М.Т.: В чистом виде нет, конечно. Но представление о том, что родители и воспитатели просто обязаны ограничивать стремления ребенка, контролировать, держать его в строгости, проходит сквозь века. Не бьешь, не наказываешь — значит, не заботишься о ребенке. Эта идея в разных вариациях присутствует в различных исторических контекстах, четко артикулирована она, например, в протестантской этике.
С эпохой Просвещения приходит и идея «innocent child« — «невинного дитя», согласно которой ребенок, как и вообще человек, — по природе добр. Его портит ужасное общество, в которое он попадает. У Ж.-Ж.Руссо, в «Эмиле или о воспитании» утверждает, что ребенок — это невинное создание, которое надо оставить в покое и дать ему развиваться «по плану природы». Главное — оградить его от дурного влияния испорченных взрослых, прислушаться к тому, что ребенок сам хочет, довериться «плану природы». Еще до Руссо у Дж. Локка была идея, что когда человек приходит в мир он — «tabula rasa». Никаких врожденных идей не существует. Общество, опыт должны сделать записи на этой чистой доске, то есть которые должны стать содержанием сознания человека. То есть ребенок от природы не «злой ребенок», но скорее, «чистый». Это позиция эмпиризма, антиклерикальная точка зрения.
Кстати, идея, что ребенок — это существо опасное, присутствует во многих традиционных культурах.
М.Л.: Да, например, это относится, если мы возьмем христианские общества, — к некрещеному ребенку. Его считали существом из другого мира.
М.Т.: Да, верили, что он пришел из другого, опасного мира. Приведу такой пример: когда на свет появлялся наследник престола, венценосного отца далеко не сразу допускали к этому «опасному существу». Историк И.Е. Забелин, описывая быт русских цариц, отмечает, что с приближением времени родов, «государыня садилась на место»: она удалялась в свои роскошно обставленные покои, куда не допускался никто из мужчин, и государь в первую очередь: когда приходило время «родиться царевичу, тогда царица бывает в мыльне, а с нею бабка и иные немногие жены»[5]. Царь мог войти в мыльню и увидеть своё дитя только после того, как духовник прочтёт молитву и даст младенцу имя. После посещения мыльни государю читалась очистительная молитва.
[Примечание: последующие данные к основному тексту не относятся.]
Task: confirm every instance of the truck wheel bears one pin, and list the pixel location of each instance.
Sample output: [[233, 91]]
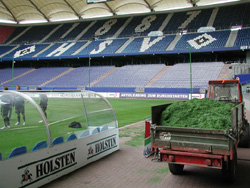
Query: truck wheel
[[245, 139], [229, 170], [175, 169]]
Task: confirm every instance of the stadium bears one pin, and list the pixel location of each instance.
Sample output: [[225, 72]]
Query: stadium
[[104, 63]]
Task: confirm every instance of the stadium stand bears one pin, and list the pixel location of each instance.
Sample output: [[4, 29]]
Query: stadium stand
[[178, 76], [39, 76], [243, 38], [79, 77], [130, 76], [6, 74], [33, 34]]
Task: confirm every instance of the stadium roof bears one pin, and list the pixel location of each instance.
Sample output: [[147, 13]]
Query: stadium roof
[[40, 11]]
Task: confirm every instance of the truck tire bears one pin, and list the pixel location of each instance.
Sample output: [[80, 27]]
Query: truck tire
[[245, 138], [229, 170], [175, 169]]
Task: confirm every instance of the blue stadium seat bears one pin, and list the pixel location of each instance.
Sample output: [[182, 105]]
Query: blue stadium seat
[[84, 133], [57, 140], [96, 130], [40, 145], [18, 151], [71, 137], [104, 128]]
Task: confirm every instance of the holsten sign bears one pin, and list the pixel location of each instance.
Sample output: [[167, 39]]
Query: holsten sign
[[97, 147], [37, 170]]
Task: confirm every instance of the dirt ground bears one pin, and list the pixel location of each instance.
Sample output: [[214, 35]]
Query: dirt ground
[[128, 168]]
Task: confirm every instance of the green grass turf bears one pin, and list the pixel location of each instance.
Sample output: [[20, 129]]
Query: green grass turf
[[61, 112]]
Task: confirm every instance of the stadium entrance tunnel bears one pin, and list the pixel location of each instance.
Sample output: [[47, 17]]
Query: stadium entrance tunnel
[[47, 134]]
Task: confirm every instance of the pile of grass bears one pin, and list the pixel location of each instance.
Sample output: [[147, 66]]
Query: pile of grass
[[198, 113]]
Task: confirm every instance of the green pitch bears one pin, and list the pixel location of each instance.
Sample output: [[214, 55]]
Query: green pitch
[[61, 112]]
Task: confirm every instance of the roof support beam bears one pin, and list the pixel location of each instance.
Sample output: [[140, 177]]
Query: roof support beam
[[149, 6], [39, 10], [79, 16], [111, 10], [9, 11]]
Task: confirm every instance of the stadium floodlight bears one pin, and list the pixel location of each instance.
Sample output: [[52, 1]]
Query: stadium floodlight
[[219, 2], [7, 21], [32, 21], [64, 19], [175, 8], [97, 1]]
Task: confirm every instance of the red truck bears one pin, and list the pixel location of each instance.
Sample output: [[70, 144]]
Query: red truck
[[203, 147]]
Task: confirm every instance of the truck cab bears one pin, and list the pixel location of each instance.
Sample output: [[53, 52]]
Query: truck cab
[[225, 90]]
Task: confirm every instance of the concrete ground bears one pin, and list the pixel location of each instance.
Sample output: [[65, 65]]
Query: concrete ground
[[128, 168]]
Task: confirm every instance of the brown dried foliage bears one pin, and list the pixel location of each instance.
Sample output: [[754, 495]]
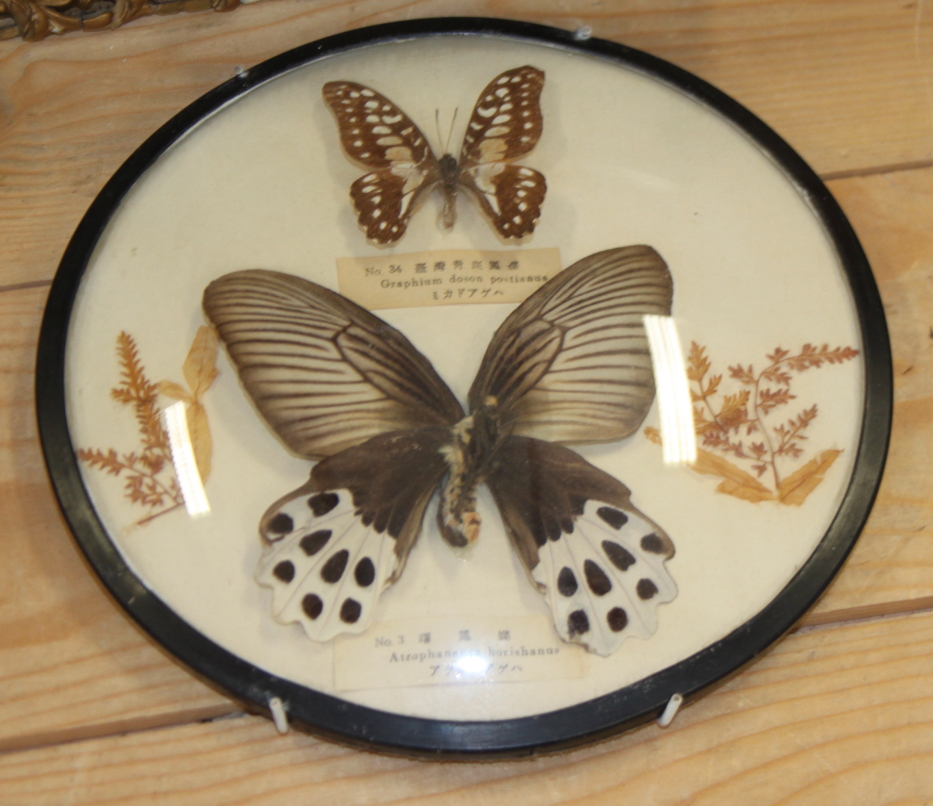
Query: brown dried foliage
[[148, 473]]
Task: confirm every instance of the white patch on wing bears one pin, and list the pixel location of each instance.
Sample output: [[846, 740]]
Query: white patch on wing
[[492, 149], [328, 570], [603, 583], [483, 179]]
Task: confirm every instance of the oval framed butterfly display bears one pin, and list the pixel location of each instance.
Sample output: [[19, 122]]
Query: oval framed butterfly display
[[482, 451]]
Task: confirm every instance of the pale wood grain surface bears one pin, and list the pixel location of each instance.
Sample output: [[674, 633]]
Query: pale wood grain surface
[[830, 716], [839, 713]]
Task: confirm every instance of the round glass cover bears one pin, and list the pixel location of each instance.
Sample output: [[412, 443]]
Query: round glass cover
[[467, 386]]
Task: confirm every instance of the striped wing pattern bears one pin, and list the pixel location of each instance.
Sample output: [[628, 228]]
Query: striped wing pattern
[[571, 364], [324, 373]]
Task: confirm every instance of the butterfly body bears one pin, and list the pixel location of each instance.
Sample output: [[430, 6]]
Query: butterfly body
[[505, 126], [336, 383]]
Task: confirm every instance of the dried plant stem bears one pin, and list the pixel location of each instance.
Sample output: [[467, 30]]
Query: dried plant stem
[[761, 427]]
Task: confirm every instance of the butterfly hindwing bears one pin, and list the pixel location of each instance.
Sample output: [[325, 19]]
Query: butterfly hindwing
[[386, 199], [377, 133], [571, 363], [324, 373], [332, 546], [597, 559], [506, 122], [505, 125], [510, 196]]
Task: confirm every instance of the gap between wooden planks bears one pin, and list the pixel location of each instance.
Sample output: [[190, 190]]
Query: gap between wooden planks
[[842, 715], [846, 83]]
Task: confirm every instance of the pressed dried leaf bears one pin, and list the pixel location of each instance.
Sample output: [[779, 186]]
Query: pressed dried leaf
[[697, 364], [174, 390], [199, 369], [796, 487], [200, 434], [736, 482]]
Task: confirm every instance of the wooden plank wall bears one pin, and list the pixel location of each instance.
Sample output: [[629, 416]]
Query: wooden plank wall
[[841, 711]]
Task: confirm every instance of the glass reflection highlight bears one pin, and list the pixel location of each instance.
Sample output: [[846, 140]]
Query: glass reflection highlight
[[186, 468], [674, 403]]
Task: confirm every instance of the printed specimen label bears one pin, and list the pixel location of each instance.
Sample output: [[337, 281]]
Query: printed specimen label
[[451, 277], [433, 652]]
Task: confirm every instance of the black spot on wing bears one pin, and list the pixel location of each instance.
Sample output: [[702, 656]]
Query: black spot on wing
[[577, 503], [311, 544], [617, 619], [578, 623], [350, 611], [566, 582], [284, 571], [333, 569], [312, 605], [646, 589], [365, 572], [322, 503], [614, 517], [596, 578], [619, 556]]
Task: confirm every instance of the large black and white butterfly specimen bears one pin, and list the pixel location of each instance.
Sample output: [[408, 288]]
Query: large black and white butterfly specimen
[[505, 126], [571, 364]]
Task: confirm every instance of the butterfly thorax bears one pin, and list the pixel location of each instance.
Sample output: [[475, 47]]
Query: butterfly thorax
[[450, 172], [468, 455]]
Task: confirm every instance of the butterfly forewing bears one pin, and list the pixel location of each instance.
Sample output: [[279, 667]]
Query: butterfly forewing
[[571, 363], [506, 122], [325, 373], [373, 130], [510, 196], [505, 126], [598, 561]]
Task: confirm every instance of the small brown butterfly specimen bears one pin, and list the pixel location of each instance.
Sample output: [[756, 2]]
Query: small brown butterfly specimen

Добавлю, что роды, как опасное действо и соприкосновение с иным миром, в наиболее традиционных обществах происходили за пределами повседневного обжитого места: у многих народов Австралии, Океании, Африки для роженицы сооружалась особая хижина за пределами общей стоянки, где женщина и новорождённый ещё оставались на некоторое время. В аграрных поселениях у
народов Евразии роды могли происходить в бане, в овине, в хлеву (где и происходили, по преданию, роды у Девы Марии). Только что родившая женщина считалась ритуально «нечистой» и опасной, тем более для венценосного супруга. Во многих культурах некоторое время после рождения мать и дитя считаются ритуально нечистыми. Младенец не только слаб, беззащитен, но и опасен. У ненцев существует запрет ставить на землю люльку с ребёнком: «Беззубый младенец переломит хребет земли».
Нарративы злого ребенка «evil child», и «innocent child», присутствуют в кругу европейских культур несколько веков, реализуются в разных подходах, в теории и на практике, спорят, находятся в каком-то взаимодействии.
М.Л.: Тогда такой вопрос: а что сегодня считается с научной точки зрения самым сложным в воспитании детей?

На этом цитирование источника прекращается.